Existentialist Crisis 2015, aka San Juan Solstice 50 Race Report
“It’s a waste to chase the pipe dream of a magical tiny theory that allows us to make quick and detailed calculations about the future. We can’t predict and we can’t control. To accept this can be a source of liberation and inner peace. We’re part of the unfolding world, surfing the chaotic waves.”
What is it about running ultras that’s so darn compelling?
What follows here is not necessarily an original thought, but more the product of a conversation with my training buddy, Ben, on our drive back to Telluride after last weekend’s San Juan Solstice 50 … I do think the reason I’m ultimately drawn to this sport is the same reason I sometimes curse it so vehemently in the heat of the moment: it’s a jigsaw puzzle that refuses to be solved.
I can’t look away from it, no matter how many battle wounds—literal and figurative—I accrue in the process. As a part of the “Millennial generation” that the media so loves to rag on for being spoiled rotten with praise and trophies and everybody-is-a-winner messaging, I have to admit: I’m drawn to experiences in life that tell my ego no.
I’m pretty sure I could have started this race report with the exact same sentence with which I began my last race report, nearly seven months ago: “Last weekend, I re-learned a lesson I’ve already been taught many, many times, but somehow keep forgetting: the key to satisfaction is low expectations.”
I managed to forget that lesson yet again and headed into last weekend—my second year running the San Juan Solstice 50—with sky-high expectations for myself. Given that I moved to 8,750 feet last December and, since getting into this August’s Ultra-Trail du Mont Blanc, have been training my butt off this year, I felt more prepared than ever.
Last year, I ran this race in 13:14. This year, I thought a sub-12-hour finish could be in the cards for me. Though we got hammered with far more late-season snow this year than last, I knew roughly what to expect of the course. Somehow though, I forgot this lesson, too: running at 12-13,000 feet is still a different animal from running at 9-10,000 feet, which is primarily the elevation I’ve been training at all spring. Honestly, I have no idea how people come from sea level and run races like this one or Leadville or Hardrock; even after several years of living at altitude in the mountains of western Colorado, my body just plum shuts down above 11,000 feet.
Other than the altitude and hot temperatures inspiring some dizziness and nausea in me throughout the second half of the day, I had a decent race. The San Juan scenery, as always, did not disappoint. My body felt stronger than ever on the climbs and descents; my nutrition game was dialed; my gear was dialed. I felt more confident in the waist-deep river crossings this year than I did last year, and spent the first half of the race on easy but efficient cruise control.
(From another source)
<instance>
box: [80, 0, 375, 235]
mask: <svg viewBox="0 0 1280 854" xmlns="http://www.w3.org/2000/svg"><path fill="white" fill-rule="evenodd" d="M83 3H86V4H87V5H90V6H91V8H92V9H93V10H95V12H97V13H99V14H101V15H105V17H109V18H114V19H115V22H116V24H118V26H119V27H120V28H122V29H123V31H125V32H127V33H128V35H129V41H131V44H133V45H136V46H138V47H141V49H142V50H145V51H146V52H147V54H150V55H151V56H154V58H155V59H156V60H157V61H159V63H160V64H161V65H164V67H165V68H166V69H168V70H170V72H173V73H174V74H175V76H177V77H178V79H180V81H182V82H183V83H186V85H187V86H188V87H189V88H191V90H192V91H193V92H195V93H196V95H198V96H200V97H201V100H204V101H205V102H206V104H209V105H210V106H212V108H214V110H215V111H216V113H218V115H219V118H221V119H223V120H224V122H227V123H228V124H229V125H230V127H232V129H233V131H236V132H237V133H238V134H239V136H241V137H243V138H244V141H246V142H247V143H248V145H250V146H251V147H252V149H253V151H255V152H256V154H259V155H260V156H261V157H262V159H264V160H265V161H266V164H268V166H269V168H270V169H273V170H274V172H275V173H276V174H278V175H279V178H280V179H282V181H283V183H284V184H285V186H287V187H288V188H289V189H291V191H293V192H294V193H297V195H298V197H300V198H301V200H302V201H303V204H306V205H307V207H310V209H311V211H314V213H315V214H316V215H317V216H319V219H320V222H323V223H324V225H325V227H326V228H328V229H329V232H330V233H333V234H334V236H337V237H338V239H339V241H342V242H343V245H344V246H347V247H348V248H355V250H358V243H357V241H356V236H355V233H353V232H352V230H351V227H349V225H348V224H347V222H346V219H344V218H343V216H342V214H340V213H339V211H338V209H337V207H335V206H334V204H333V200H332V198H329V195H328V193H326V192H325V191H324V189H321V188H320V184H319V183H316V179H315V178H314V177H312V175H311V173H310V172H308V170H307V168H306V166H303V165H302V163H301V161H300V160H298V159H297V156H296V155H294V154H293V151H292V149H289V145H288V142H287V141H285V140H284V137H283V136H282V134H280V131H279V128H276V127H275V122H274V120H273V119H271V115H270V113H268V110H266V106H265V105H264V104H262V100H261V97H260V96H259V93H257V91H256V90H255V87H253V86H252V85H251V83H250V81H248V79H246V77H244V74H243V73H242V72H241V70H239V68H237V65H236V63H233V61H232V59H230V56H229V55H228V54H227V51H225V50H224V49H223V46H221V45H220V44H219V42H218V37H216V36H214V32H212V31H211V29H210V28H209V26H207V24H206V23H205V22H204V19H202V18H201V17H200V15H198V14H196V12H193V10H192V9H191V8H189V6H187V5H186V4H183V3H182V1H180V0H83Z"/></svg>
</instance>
Due to late-season snow melt this year, the course was far wetter and muddier than last year—so I took a few spills here and there in the muck and snowfields. I appreciate a good wipeout, though—it gets me laughing. Without laughter, I was just a bag of negative thoughts while shuffle-running up there on the Continental Divide, feeling nauseous and wondering (again!) why the heck I keep signing up for these suffer fests.
Another Colorado runner—with whom I ran sizable stretches of the Bear 100 last year—and I ran in the final five miles or so together. We weren’t fast, but we were steady and chatty and had a great time swapping stories until the very end. We crossed the finish line simultaneously in 13:39.
I thought that my experience at Pinhoti last year might have quenched my thirst for “the perfect race.” Instead, it seems, it just stoked the fire. A taste of triumph, however personal that triumph may be, only begets the desire for more. And yet, and yet … this sport tells me no. It tells me, try again.
True triumph lies not in those rare instances in which greatness chances upon us through a nexus of hard work, perseverance and dumb, wonderful luck—but in learning to fail better in the far more frequent instances in which greatness eludes us.
My running, my life—they are forever works in progress.
No doubt, we live in a comfort-driven and safety-oriented society. Ultrarunning is an antidote to that—one that reminds us that while a ship is always safe at the shore, that’s not what it’s built for. (Or so said Albert Einstein.)